裴砚泽本能地站起身,可靳骁却一把抢过那份文件。
他对医生说:“我是患者名义上的继父,我有签字资格。”说完,他挑衅地看了一眼裴砚泽。
是啊,裴砚泽和沈诺柠是隐婚。
他连公开做家属的资格都没有。
而靳骁却可以理所应当地陪在沈诺柠的身边,他是她继父,仗着这层关系,他可以抢占沈诺柠身边的位置。

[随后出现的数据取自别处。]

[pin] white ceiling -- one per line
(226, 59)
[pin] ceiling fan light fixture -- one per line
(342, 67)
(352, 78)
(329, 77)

没人知道裴砚泽是沈诺柠的丈夫,就连沈诺柠自己,也时常会忘记。
裴砚泽失魂落魄地垂着眼,他坐在长椅上,咬紧了牙关。
这时,靳骁走过来,他对裴砚泽说:“你已经看得很清楚了,我在诺柠心中的位置是永远都不可能会被任何人取代的,她为了我连命都可以不要,和你结婚也只是用来遮掩我和她的关系,我让你看到这些是为你好,你可以彻底死心,不用再对她有一点幻想。”
裴砚泽强压住嫉妒与怒意,他沉声问出:“你就这么喜欢看一个女人为你生为你死吗?”
“我只是要她表现出爱我的样子而已,就像我也在用生命爱她。”
“既然爱她,为什么当初还要甩了她娶了她妈?”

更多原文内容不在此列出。